Table of Contents

Key Differences

DDPM (Denoising Diffusion Probabilistic Models):

  • Framework: Discrete-time Markov chain
  • Training: Predicts the noise $\epsilon$ added at each timestep
  • Objective: Variational lower bound (ELBO)
  • Process: Fixed forward process adds Gaussian noise, learns reverse process
  • Formula: Minimizes $|\epsilon - \epsilon_\theta(x_t, t)|^2$

Score-Based Models:

  • Framework: Continuous-time diffusion (SDEs)
  • Training: Predicts the score function $\nabla_x \log p(x)$ (gradient of log density)
  • Objective: Score matching (denoising score matching)
  • Process: Adds noise at multiple scales, learns score at each noise level
  • Formula: Minimizes $|\nabla_x \log p(x_t) - s_\theta(x_t, t)|^2$

Connection

They’re essentially equivalent!
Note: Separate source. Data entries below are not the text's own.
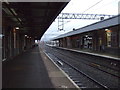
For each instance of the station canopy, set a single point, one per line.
(33, 18)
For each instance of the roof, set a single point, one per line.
(98, 25)
(33, 18)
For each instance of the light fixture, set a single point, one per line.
(17, 28)
(25, 35)
(106, 29)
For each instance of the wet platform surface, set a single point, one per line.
(26, 71)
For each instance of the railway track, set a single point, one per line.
(95, 65)
(75, 74)
(78, 70)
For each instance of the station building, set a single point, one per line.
(102, 36)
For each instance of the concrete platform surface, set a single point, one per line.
(33, 69)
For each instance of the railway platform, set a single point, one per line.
(99, 54)
(33, 69)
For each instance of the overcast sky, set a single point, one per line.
(82, 6)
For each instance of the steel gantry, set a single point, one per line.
(63, 16)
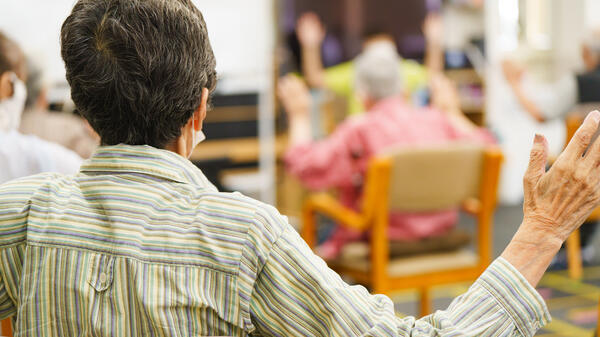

Song et al. (2021) showed:

  • DDPM’s noise prediction $\epsilon_\theta$ is related to the score: $s_\theta(x_t, t) = -\frac{\epsilon_\theta(x_t, t)}{\sqrt{1-\bar{\alpha}_t}}$
  • Score-based models generalize DDPM by using continuous time (SDEs instead of discrete steps)
  • Both learn the same underlying structure through different parameterizations

The score-based view provides more flexibility (continuous time, different noise schedules, alternative samplers like probability flow ODEs).